Application of the Approach

Indications

  • The subtemporal–preauricular infratemporal approach is useful for lesions involving the middle clivus (from the petrous apex to the jugular foramen) and the petrous apex.

  • It also provides access to the middle cranial fossa, infratemporal fossa, sphenoid area, parapharyngeal and retropharyngeal spaces, and the CS.

  • Although best suited for extradural lesions, the subtemporal–preauricular infratemporal approach may also be used to remove tumors with intradural extension.

  • Combination with an intradural subtemporal approach yields access to tumors ventral to the brainstem from the trigeminal root down to the hypoglossal foramina.

Limitations

  • Tumor extension inferior to the level of the hypoglossal canal or across the midline may be difficult to remove by this approach.

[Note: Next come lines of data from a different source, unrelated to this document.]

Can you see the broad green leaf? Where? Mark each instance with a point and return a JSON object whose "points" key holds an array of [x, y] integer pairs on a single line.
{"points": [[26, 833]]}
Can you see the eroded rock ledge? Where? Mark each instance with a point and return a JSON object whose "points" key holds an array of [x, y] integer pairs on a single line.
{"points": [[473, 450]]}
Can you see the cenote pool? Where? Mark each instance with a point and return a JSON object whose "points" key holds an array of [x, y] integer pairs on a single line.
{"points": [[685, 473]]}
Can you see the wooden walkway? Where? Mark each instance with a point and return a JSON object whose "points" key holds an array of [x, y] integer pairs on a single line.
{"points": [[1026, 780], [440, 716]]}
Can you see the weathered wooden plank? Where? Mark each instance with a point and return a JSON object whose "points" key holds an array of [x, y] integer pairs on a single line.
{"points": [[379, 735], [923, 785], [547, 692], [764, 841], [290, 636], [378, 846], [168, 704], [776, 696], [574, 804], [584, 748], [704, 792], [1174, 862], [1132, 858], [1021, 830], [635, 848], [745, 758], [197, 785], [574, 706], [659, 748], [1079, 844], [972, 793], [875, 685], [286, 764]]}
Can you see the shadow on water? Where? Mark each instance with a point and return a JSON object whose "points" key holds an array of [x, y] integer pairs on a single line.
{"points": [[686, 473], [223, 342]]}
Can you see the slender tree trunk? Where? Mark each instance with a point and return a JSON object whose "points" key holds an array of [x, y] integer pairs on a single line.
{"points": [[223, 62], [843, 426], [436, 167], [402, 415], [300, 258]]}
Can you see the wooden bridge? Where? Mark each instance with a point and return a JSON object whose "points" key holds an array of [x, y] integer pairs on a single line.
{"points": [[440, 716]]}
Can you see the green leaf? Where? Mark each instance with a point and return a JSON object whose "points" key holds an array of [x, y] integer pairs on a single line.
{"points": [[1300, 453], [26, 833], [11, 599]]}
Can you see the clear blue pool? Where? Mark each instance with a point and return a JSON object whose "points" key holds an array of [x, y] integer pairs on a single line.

  • Any opening into the nasopharynx is important to recognize because it precludes a one-stage intra- and extradural procedure due to the risk of infection and the integrity of the vascular grafts.

  • If the tumor has both intra- and extradural involvement, the extradural portion is performed first unless there is significant mass effect from the intradural portion.